To predict when rush hour traffic is likely to grind to a halt, a new study suggests it may be more effective to examine how people use electricity during the night, instead of travel-time data.
By analyzing household electricity use in Austin, Texas, researchers were able to predict when morning traffic would jam some segments of the city’s highways.
Predicting when traffic congestion will start and how long it will last is difficult because of day-to-day variations. Analyzing real-time travel data doesn’t provide enough information for prediction purposes because drivers’ departure times and traveling behaviors vary, creating ever-changing demands on highway systems.
Early birds and night owls
To better understand traffic flow, researchers explored the interrelationships between urban systems, a key concept in smart city research, by examining how Austin’s transportation system intertwines with its electricity system.
For the new study, which appears in Transportation Research Part C, researchers created a model that mined electricity-use and then used artificial intelligence to predict traffic flow in an attempt to discover spatiotemporal relations of usage patterns among transportation and energy systems.
Researchers analyzed 79 days’ worth of electricity data from 322 anonymous households in Austin, categorizing users by the time and amount of electricity they used. For example, people who presumably went to bed early were in a different category than night owls.

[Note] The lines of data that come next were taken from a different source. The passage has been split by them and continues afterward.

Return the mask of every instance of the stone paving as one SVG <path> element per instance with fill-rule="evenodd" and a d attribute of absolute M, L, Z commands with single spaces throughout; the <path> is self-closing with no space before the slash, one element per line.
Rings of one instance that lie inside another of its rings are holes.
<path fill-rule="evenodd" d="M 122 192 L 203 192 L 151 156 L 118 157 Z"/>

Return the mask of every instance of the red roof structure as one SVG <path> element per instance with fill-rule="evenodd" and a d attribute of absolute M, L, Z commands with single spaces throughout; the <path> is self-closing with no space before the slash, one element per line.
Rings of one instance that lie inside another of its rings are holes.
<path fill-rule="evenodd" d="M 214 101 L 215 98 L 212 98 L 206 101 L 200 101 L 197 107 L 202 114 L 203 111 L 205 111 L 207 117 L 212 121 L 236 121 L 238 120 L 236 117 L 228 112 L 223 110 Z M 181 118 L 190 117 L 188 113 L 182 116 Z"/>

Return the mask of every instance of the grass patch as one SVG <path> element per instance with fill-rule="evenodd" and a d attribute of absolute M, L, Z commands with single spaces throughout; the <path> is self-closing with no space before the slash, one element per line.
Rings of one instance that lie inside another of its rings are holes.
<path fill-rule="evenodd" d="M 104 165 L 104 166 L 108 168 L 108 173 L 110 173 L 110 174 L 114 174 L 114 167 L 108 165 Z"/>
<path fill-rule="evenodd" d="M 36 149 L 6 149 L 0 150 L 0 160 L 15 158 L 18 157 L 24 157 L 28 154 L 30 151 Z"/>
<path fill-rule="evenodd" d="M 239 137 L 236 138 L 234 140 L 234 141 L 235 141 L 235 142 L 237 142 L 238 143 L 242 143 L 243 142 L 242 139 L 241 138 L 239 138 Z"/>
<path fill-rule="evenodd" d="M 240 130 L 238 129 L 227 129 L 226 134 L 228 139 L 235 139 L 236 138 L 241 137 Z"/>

Using AI, the model learns critical features about user categories and how each category relates to traffic congestion, and then it makes predictions. These predictions are significantly more accurate than predictions made by only using real-time traffic data. When households switched their use patterns from day to day, that was reflected in the time congestion started.
“Our results show that morning peak congestion times are clearly related to particular types of electricity-use patterns,” says Sean Qian, an assistant professor of civil and environmental engineering at Carnegie Mellon University.
For example, one pattern consisted of households whose electricity use increased from 2 a.m. on, but then declined before 6 a.m. This could indicate that those households may have to leave for work by 6 a.m., which positively correlates to morning congestion starting earlier.
“Another feature of this study is that it requires no personally identifiable information from households,” Qian says. “All we need to know is when and how much someone uses electricity.” This demonstrates that system efficiency can be improved while keeping personal privacy protected.
The findings are compelling, but there are limitations—more data is needed. A larger sample of household data collected over a longer time period would better train the predictive capabilities of the model. Weather and incident data affect traffic, and these aren’t factored into the current model.
Further, reproducing the study in other cities may be problematic because obtaining electricity-use data from energy utility companies is difficult. In this study, Pecan Street Inc. provided the Austin electricity data through an open data sharing platform.
While the model predicts traffic congestion, it also provides proof of concept for the pairing of transportation and energy systems to predict how systems will operate. Teasing out the correlations between how people use urban systems could lead to cross-system demand prediction and management.
“We looked at energy utilization to predict the traffic. But you could also use traffic flow to predict energy utilization in advance,” says Qian, whose follow-up research explores the relationships between transportation and water/sewer systems and social media.